Drug spending among new health exchange plan enrollees dropped during the first quarter of 2015 compared with the same period in 2014, according to a new report that seems to reject concerns that healthcare reform would drive up costs because of mandatory coverage of unhealthy Americans.
Pharmacy benefits manager Express Scripts found that the number of new enrollees who used at least one prescription medication during the first quarter of 2015 fell 18% compared to the first quarter of 2014.
The analysis evaluated exchange plan medication trends between March 31, 2014, and March 31, 2015, and found new exchange enrollees tended to be younger and had 34% fewer pharmacy claims for specialty drugs. New enrollees also spent less out-of-pocket on drugs overall during the first quarter of 2015 compared to 2014, and had 36% lower plan costs per member per month in the first quarter of this year compared to the year prior.
The findings may represent a positive trend for the Affordable Care Act toward addressing a major point of contention touted by critics, who have argued the law drives up health costs because the numbers of young, healthy individuals enrolling in health exchange plans were not enough to offset the costs being incurred with the addition of millions of older, sicker Americans.
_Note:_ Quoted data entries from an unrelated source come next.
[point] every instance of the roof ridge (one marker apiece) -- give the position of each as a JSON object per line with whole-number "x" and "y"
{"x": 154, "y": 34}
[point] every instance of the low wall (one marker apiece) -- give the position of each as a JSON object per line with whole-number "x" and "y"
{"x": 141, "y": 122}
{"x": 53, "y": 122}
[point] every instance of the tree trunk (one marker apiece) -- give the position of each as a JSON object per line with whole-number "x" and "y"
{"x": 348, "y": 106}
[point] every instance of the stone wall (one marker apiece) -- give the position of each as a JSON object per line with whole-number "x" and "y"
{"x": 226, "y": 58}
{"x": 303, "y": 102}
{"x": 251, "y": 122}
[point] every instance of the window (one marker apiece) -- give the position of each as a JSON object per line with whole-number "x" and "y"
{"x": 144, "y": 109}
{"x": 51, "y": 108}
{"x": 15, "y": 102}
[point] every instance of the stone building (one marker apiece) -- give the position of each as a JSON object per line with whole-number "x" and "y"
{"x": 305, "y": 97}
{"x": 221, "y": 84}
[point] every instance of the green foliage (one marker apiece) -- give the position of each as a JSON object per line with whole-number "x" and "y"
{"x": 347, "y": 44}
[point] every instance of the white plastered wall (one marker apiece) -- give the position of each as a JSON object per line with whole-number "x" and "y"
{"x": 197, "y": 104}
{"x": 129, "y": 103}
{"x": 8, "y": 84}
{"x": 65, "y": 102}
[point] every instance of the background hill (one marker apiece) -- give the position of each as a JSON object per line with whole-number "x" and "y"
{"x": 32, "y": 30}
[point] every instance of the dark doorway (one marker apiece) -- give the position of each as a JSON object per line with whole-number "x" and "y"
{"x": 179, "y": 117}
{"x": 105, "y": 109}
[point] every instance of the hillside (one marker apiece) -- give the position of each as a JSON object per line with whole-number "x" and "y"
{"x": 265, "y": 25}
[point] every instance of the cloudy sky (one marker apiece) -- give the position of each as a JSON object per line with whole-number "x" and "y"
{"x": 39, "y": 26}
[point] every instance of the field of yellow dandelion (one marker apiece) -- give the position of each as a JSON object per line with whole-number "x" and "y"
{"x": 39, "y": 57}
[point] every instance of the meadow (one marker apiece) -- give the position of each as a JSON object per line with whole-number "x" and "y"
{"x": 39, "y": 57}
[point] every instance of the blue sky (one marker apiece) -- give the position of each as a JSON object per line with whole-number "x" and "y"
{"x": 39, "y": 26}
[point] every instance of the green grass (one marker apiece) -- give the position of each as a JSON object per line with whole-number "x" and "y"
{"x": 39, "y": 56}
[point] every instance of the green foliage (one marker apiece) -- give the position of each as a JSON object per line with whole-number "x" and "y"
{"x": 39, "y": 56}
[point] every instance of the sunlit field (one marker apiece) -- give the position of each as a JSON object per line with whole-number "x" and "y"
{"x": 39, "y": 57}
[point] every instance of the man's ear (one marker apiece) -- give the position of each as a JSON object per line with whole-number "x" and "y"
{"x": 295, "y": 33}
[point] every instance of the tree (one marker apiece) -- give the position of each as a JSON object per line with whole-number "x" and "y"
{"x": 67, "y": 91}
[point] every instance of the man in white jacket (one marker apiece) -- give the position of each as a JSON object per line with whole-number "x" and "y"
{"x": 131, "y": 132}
The report did find however that overall, spending on high-cost specialty medications grew 24% in the first quarter of 2015 among health exchange plans compared to just 8% among traditional health plans. Researchers found the rise was driven largely by spending on hepatitis C medications, which increased 96% compared to 2014. Hep C drugs were the third-costliest therapy class among exchange plans.
“While it is encouraging to see data that suggests healthier Americans are enrolling in exchange plans, the research reminds us that many of these patients use this benefit to manage serious, chronic illnesses,” said Julie Huppert, vice president of healthcare reform at Express Scripts, in a statement. “Exchange plans have an opportunity to make medications more affordable and accessible by more closely managing the benefit, encouraging the use of home delivery pharmacy and other proven clinical pharmacy programs, which can help boost medication adherence and foster better disease management.”
Health exchange plan enrollees remained a major drive of prescription drug costs, according to the report. It found that 5% of exchange plan patients accounted for more than 68% of total drug spending in 2014. Also the share of exchange plan patients with drug costs totaling more than $50,000 in 2014 was more than three times greater than the proportion of Medicaid patients with drug costs exceeding $50,000.
"While high-cost specialty medication use in exchange plans grew significantly throughout 2014, we may be seeing the start of a new chapter with this program, where healthier Americans who use fewer prescription medications are engaging with these plans," Huppert said. "If these trends continue, plans can achieve a more balanced risk pool, which will help them sustain benefit offerings in the future."